Hello everyone, is it possible to add extra features to a featurizer (e.g. countvector)? I am trying to create a custom featurizer to add phonetic representation of words. Or maybe do you have some other suggestion on how to achieve this in the rasa pipeline?
@kmegalokonomos funny you mention this, because it’s something that I have added to my own toolbelt for scikit-learn here. It’s something that I wouldn’t mind making a component for, but I would like to understand the use-case better before I put effort into it. Why do you think having these features would make a difference? If it’s spelling related, can you argue why these features might contribute something that the countvectors don’t? We should remember, the phonetic heuristics aren’t perfectly consistent.
One thing to perhaps add. I added it to my toolbelt because I was curious on the merit of adding it. My lesson sofar seems that it doesn’t beat the character based countvectorizer in any of my benchmarks.
(hey Sams yes I am currently experimenting with custom components)

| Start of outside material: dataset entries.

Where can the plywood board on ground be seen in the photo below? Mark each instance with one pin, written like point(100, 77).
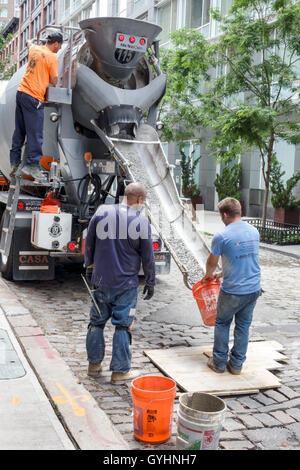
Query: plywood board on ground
point(188, 367)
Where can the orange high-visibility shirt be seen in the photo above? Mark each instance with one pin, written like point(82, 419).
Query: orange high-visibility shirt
point(42, 64)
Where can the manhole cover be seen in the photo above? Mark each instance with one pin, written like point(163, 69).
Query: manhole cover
point(10, 364)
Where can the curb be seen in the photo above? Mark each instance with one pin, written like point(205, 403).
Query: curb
point(86, 424)
point(281, 252)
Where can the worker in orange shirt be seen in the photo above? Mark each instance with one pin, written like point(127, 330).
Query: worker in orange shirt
point(42, 70)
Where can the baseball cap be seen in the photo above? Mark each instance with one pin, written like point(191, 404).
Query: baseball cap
point(55, 36)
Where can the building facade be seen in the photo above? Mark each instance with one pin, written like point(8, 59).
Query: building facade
point(11, 51)
point(7, 11)
point(34, 15)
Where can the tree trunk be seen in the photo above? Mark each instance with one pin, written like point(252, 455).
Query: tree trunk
point(265, 204)
point(267, 177)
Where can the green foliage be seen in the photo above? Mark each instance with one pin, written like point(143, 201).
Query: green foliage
point(241, 85)
point(228, 184)
point(5, 72)
point(188, 167)
point(282, 194)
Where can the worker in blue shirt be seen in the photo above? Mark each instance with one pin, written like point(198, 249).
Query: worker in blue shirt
point(238, 245)
point(118, 241)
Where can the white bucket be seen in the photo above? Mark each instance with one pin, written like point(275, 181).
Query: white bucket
point(200, 417)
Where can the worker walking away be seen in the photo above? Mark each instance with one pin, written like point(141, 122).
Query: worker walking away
point(238, 245)
point(42, 70)
point(118, 241)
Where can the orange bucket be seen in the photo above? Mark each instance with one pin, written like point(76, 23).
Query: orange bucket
point(153, 401)
point(206, 293)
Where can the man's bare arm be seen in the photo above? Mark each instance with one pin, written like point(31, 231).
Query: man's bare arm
point(53, 81)
point(211, 265)
point(29, 43)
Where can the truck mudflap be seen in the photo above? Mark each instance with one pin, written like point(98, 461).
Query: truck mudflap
point(30, 264)
point(162, 262)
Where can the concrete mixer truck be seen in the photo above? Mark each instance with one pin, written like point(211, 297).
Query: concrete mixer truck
point(106, 82)
point(99, 134)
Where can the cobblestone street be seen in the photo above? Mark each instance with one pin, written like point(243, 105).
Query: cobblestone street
point(267, 420)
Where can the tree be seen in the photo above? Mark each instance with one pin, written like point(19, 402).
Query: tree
point(188, 167)
point(282, 194)
point(242, 86)
point(5, 72)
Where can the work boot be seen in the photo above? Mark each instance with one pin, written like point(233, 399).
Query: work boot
point(14, 169)
point(94, 370)
point(34, 171)
point(232, 370)
point(211, 365)
point(121, 376)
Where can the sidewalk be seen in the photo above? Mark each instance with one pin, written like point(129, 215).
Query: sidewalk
point(42, 405)
point(212, 223)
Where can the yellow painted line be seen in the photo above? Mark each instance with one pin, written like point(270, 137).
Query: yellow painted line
point(68, 399)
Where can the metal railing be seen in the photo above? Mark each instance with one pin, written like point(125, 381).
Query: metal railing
point(275, 232)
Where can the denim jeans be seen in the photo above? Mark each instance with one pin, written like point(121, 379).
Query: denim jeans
point(119, 305)
point(29, 121)
point(241, 308)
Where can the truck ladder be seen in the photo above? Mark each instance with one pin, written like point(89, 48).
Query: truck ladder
point(9, 216)
point(10, 211)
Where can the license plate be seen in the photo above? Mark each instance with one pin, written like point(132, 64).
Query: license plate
point(160, 257)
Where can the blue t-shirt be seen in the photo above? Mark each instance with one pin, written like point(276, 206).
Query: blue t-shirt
point(238, 244)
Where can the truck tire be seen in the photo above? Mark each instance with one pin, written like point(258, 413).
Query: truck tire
point(6, 262)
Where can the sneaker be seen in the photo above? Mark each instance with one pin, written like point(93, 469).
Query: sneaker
point(211, 365)
point(34, 171)
point(121, 376)
point(94, 370)
point(232, 370)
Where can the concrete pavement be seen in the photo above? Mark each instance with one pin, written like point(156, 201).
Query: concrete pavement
point(42, 404)
point(45, 406)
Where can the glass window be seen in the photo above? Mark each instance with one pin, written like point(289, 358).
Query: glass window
point(166, 18)
point(225, 5)
point(197, 13)
point(138, 5)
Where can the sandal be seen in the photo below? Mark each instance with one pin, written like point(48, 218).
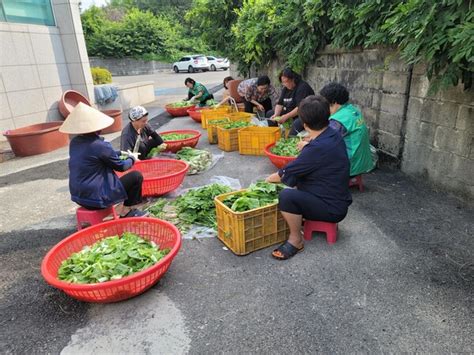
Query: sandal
point(286, 251)
point(135, 213)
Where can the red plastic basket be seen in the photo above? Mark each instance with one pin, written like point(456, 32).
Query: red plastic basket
point(160, 176)
point(174, 146)
point(195, 114)
point(277, 160)
point(161, 232)
point(178, 111)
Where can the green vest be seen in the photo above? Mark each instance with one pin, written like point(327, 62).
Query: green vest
point(356, 138)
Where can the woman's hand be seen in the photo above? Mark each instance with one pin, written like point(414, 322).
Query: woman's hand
point(274, 178)
point(301, 144)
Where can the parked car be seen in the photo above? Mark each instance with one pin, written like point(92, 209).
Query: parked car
point(191, 63)
point(218, 63)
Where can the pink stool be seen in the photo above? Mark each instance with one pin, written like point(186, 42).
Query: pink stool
point(357, 181)
point(316, 226)
point(92, 217)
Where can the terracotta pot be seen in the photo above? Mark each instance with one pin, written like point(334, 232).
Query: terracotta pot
point(69, 100)
point(36, 139)
point(117, 125)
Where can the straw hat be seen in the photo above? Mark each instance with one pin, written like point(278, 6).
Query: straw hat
point(85, 119)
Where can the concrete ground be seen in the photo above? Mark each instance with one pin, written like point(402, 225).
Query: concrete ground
point(399, 278)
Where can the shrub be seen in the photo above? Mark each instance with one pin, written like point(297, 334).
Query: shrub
point(101, 76)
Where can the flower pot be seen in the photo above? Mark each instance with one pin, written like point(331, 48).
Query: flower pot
point(36, 139)
point(69, 100)
point(117, 125)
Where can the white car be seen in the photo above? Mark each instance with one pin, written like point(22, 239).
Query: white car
point(191, 63)
point(218, 63)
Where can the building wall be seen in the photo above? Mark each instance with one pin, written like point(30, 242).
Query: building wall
point(38, 63)
point(431, 137)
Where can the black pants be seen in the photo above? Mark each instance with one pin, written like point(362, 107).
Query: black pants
point(307, 205)
point(132, 183)
point(267, 105)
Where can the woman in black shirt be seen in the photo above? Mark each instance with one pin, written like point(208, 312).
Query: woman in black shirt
point(320, 174)
point(294, 90)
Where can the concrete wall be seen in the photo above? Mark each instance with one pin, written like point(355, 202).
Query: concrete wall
point(428, 136)
point(129, 66)
point(37, 63)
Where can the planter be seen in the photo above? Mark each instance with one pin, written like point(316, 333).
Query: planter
point(69, 100)
point(36, 139)
point(117, 125)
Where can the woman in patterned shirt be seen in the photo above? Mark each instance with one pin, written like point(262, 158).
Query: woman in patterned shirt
point(257, 92)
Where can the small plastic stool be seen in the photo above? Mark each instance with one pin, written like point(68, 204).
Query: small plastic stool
point(91, 217)
point(357, 181)
point(316, 226)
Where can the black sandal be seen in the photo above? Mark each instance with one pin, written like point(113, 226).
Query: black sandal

Hey @koaning , first of all let me quickly say that I am working with the Greek language. Regarding CountVerctorsFeaturizer we 're having some problems with the ngrams. Mainly we get miss-classifications because one word is a substring of another word or they have the same origin. Lets say “εισερχομενες” and “εξερχομενες” which means incoming and outgoing. This happens a lot in the Greek language. I guess an example in English could be “classif-ication” and “publ-ication”. Also believe it or not there is a thing a “new” language in Greek called Greeklish. That means people writing Greek but with English characters because they re bored to switch keyboards (mostly young people). So one would write “εισερχομενες” and another one would write “eiserxomenes”. Its is like the people are actually doing some sort of phonetic processing in they re head while writing. This would not work with simple ngrams. I have thought of two ways to tackle this:
One would be to create a custom preprocessor (already have) and change the message to phonetics based message and then run message.set(text) to change the message for the next components in the pipeline. This would also handle handle intent examples during training. Or we could do a similar processing on the tokens in the tokenizer. Or finally we could do the same processing inside the CountVectorsFeaturizer as part of the _process_message method. In the end we would use countvectors but based on the processed message.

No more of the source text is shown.